16.Posté par polo974 le 23/10/2020 12:06

je reviens sur mon post qui critiquait vertement la phrase:
"""
Aussi, son exercice, pour qu’il soit porteur d’effet et générateur de résultats, ne doit pas venir heurter la conscience de nos concitoyens sur d’éventuels points de désaccord ou de divergence.
"""

la conscience de certains de nos concitoyens (et pas seulement les concitoyens, d'ailleurs) est dévoyée par certaines sectes extrémistes. donc il y aura toujours quelqu'un qui se sentira heurté.
il est donc inutile voire dangereux d'accepter des limites qu'ils voudraient nous imposer.
dessiner le bon dieu dans un nuage disant des terros "ah les cons!!!" n'a rien de choquant pour une personne équilibrée.

c'est sur ce point que je réagissais.

mon but n'est pas d'aller emmerder les gens dans leur sphère privée (je n'irai pas allez pisser dans les bénitiers par exemple (et je ne l'ai jamais fait)), mais de refuser qu'ils l'étendent à la vie publique et même à la sphère privée des autres.


sinon,
j'aime bien les premiers paragraphes sur la laïcité du post 13 de Youssouf, ainsi que la blague de Joha.
mais je coince sur "... qui prouve, s'il en était besoin que raison et religion se confondent, "...

et même si de grands scientifiques avaient besoin d'un peu de religion pour supporter l'absence de sens de la vie (au sens global, pas individuel), ça ne rend pas pour autant les religions raisonnables...

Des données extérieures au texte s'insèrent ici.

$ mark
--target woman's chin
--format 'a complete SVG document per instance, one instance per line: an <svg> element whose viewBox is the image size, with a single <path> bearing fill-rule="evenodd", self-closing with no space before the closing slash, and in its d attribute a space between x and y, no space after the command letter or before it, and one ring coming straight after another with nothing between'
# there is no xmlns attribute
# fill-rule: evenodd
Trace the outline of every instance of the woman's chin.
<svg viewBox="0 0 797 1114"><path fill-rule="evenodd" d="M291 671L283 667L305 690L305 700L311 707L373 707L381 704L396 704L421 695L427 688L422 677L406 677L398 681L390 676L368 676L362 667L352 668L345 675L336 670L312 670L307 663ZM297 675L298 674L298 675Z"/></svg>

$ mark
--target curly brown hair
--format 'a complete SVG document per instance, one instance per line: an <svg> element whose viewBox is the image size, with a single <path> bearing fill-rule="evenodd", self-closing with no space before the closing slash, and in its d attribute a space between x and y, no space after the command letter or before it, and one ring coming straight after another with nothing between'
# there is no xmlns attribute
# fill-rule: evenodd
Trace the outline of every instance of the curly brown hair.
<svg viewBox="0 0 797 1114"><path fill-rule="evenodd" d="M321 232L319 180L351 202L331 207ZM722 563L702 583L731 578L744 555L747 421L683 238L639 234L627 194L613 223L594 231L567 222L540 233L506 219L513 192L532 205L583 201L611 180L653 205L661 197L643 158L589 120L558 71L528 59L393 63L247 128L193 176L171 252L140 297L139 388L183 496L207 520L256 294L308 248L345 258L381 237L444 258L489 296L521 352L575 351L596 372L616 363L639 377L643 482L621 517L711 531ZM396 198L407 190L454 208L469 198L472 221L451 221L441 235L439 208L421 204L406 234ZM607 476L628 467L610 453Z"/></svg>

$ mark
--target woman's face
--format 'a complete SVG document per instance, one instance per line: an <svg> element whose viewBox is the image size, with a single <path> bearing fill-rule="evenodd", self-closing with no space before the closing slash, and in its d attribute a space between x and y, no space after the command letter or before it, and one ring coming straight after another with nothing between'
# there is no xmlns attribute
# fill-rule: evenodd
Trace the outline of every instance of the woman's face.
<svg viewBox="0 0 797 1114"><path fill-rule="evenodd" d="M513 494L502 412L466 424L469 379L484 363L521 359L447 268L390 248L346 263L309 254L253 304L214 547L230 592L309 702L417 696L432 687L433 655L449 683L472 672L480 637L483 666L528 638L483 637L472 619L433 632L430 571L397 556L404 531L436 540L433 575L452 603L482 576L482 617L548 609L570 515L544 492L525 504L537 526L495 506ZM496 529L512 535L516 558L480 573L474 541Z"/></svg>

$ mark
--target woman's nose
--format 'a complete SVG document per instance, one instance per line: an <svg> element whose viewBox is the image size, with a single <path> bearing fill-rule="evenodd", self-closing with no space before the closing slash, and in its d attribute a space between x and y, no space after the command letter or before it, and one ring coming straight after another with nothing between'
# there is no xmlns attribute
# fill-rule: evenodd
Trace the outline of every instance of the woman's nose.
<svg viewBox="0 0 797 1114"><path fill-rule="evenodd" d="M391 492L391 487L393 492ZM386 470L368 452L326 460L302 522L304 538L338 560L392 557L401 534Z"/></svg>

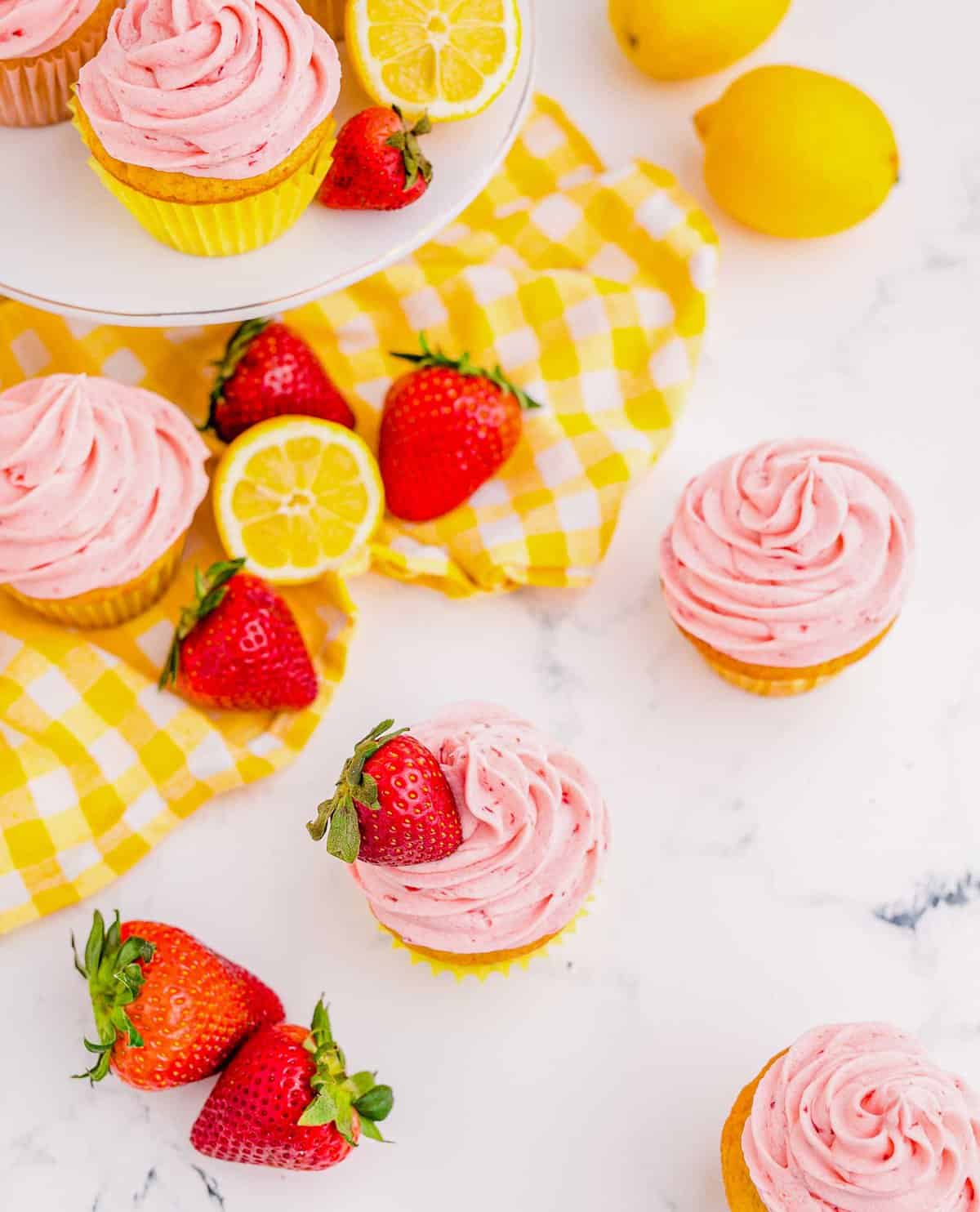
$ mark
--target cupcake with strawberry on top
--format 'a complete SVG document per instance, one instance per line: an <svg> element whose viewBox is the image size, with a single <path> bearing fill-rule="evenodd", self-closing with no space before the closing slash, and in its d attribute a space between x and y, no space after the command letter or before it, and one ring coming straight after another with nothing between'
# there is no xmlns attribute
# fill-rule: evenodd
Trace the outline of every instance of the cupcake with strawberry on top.
<svg viewBox="0 0 980 1212"><path fill-rule="evenodd" d="M800 694L881 644L913 549L905 493L864 454L763 442L684 488L660 581L674 622L726 681Z"/></svg>
<svg viewBox="0 0 980 1212"><path fill-rule="evenodd" d="M435 971L508 971L583 911L603 867L602 794L512 711L468 703L374 728L309 825L353 863L384 930Z"/></svg>

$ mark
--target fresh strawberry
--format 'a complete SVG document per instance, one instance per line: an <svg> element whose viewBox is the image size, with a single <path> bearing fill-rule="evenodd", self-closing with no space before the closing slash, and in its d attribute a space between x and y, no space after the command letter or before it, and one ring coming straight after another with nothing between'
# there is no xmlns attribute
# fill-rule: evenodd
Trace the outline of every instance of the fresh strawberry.
<svg viewBox="0 0 980 1212"><path fill-rule="evenodd" d="M499 366L420 341L420 354L394 355L417 370L389 388L378 447L388 508L412 522L441 518L495 475L521 436L521 410L538 407Z"/></svg>
<svg viewBox="0 0 980 1212"><path fill-rule="evenodd" d="M361 1133L382 1140L377 1122L394 1103L373 1073L348 1077L322 1000L313 1028L263 1027L218 1079L190 1130L199 1153L282 1170L327 1170Z"/></svg>
<svg viewBox="0 0 980 1212"><path fill-rule="evenodd" d="M374 105L349 118L337 136L320 201L338 211L399 211L414 202L432 179L418 143L431 128L428 115L406 126L397 107Z"/></svg>
<svg viewBox="0 0 980 1212"><path fill-rule="evenodd" d="M246 320L228 342L205 429L223 442L259 421L320 417L354 429L354 413L306 342L276 320Z"/></svg>
<svg viewBox="0 0 980 1212"><path fill-rule="evenodd" d="M164 922L120 922L116 913L107 930L96 910L75 967L88 982L98 1031L97 1044L85 1041L98 1059L79 1074L92 1081L110 1069L141 1090L200 1081L259 1027L283 1018L258 977Z"/></svg>
<svg viewBox="0 0 980 1212"><path fill-rule="evenodd" d="M463 841L459 810L435 754L385 720L344 764L333 799L306 828L345 863L434 863Z"/></svg>
<svg viewBox="0 0 980 1212"><path fill-rule="evenodd" d="M240 711L309 707L316 670L292 611L243 564L194 570L195 601L180 611L160 688L173 682L195 703Z"/></svg>

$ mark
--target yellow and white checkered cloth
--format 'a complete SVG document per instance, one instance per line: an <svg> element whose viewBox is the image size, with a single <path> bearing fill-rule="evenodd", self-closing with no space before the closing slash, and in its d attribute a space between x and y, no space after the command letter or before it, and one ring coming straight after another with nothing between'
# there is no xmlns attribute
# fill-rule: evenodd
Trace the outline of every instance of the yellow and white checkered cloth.
<svg viewBox="0 0 980 1212"><path fill-rule="evenodd" d="M504 471L447 518L386 519L373 566L453 596L583 585L623 496L666 445L690 385L716 238L670 173L604 173L561 109L538 98L504 168L448 230L383 274L288 314L357 415L382 401L425 330L500 361L545 405ZM53 371L138 383L205 413L228 326L92 326L0 305L0 388ZM164 601L96 635L0 600L0 931L88 896L211 795L282 766L343 675L354 608L339 578L287 594L322 676L297 715L208 714L156 675L190 570L218 554L202 508Z"/></svg>

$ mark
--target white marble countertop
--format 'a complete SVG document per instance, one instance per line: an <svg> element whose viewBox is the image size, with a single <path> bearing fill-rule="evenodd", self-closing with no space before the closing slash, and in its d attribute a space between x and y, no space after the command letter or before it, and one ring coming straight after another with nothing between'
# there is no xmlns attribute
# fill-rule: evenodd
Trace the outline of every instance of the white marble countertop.
<svg viewBox="0 0 980 1212"><path fill-rule="evenodd" d="M620 59L603 0L539 4L540 86L609 164L658 160L704 196L689 115L745 67L790 61L884 105L901 183L871 222L812 245L752 236L712 207L723 261L700 379L594 588L457 604L359 581L350 674L303 759L205 807L101 898L254 966L299 1021L326 989L351 1058L396 1087L397 1147L320 1176L216 1164L188 1143L206 1086L70 1082L90 1022L68 951L82 905L0 943L11 1212L722 1212L733 1096L810 1025L895 1021L980 1084L969 6L932 6L930 27L949 28L927 56L909 4L797 0L733 72L660 87ZM816 693L762 701L677 636L655 541L710 459L802 434L866 448L907 488L918 576L877 653ZM365 725L474 697L520 709L595 768L614 839L569 943L508 981L457 985L389 951L303 822Z"/></svg>

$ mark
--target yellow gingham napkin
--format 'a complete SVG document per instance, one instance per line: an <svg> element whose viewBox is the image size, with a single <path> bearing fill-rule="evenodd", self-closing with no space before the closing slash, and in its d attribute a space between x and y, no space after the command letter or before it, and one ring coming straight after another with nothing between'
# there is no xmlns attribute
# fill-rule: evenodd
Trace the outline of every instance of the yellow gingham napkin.
<svg viewBox="0 0 980 1212"><path fill-rule="evenodd" d="M373 566L454 596L588 583L630 481L670 438L715 262L707 219L670 173L604 173L539 97L504 168L439 239L291 311L368 442L405 368L388 351L413 348L423 328L477 364L500 361L545 406L526 415L517 452L469 504L422 526L386 519ZM230 331L93 326L0 304L0 388L86 371L200 419ZM59 629L0 595L0 931L98 891L211 795L282 766L320 721L353 630L340 578L287 594L321 673L310 710L204 713L156 690L190 570L217 554L206 504L174 587L111 631Z"/></svg>

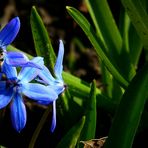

il n'y a qu'une seule raison, et plusieurs religions, laquelle incarnerait la raison ? ? ?
plusieurs religions qui même si ici, elles (enfin, leurs dignitaires) s'entendent assez bien, elles ne supportent pas que les autres viennent empiéter sur leurs plates-bandes.

17.Posté par A mon avis le 23/10/2020 17:53

Commentaires intéressants
Notamment, échanges intéressants entre Bambino et Monsieur Youssouf OMARJEE.
Rien (ou presque) à rajouter aux réponses de Bambino

A propos de laïcité vous donnez la référence du GODF. Il est bon de rappeler que le principe de laïcité est essentiellement une émanation de la franc-maçonnerie.

Vous donnez aussi des références à Science et vie et à un texte sur Newton : cela permet aussi de rappeler que de célèbres scientifiques tel Newton, ou Pascal, Darwin et autres étaient des croyants. Mais croyants qui se posaient des questions, ce qui va à l'encontre des dogmes religieux.

Les religions ont toujours été hostiles aux progrès de la science qui remettent les dogmes en question. Avicenne a eu une vie assez tourmentée, et ne parlons pas de la religion catholique qui a persécuté de nombreux scientifiques tel Girdano Bruno (moine) mort sur le bûcher après d'horribles supplices !

Actuellement ne voit-on pas les théories de Darwin contestées, voire réfutées, aussi bien pas certains musulmans que par certains évangélistes ? Contestations qui se répercutent même jusque dans des cours de sciences.

La religion n'est qu'un instrument de captation de la conscience, un instrument d'asservissement de l'intelligence, au service d'une institution ou d'une politique.

Monsieur Youssouf OMARJEE. vous écrivez :

"Le danger c'est que ceux et celles qui représentent l'islam n'ont absolument aucune autorité ni sur l'esprit des insensés, encore moins sur les cœurs rancuniers, et, je ne parle pas des mains vengeresses qui veulent se faire justice soi-même. Il faut dissoudre non pas les structures qui se reformeront ailleurs, ni s'en prendre à quelques responsables de ci de là pour la symbolique, il faut dissoudre la haine, mettre un terme au cycle de la violence, et, cesser toute hostilité, rejeter toute forme d'appel à la haine, et, dominer les colères, ne pas agir sous le coup des passions."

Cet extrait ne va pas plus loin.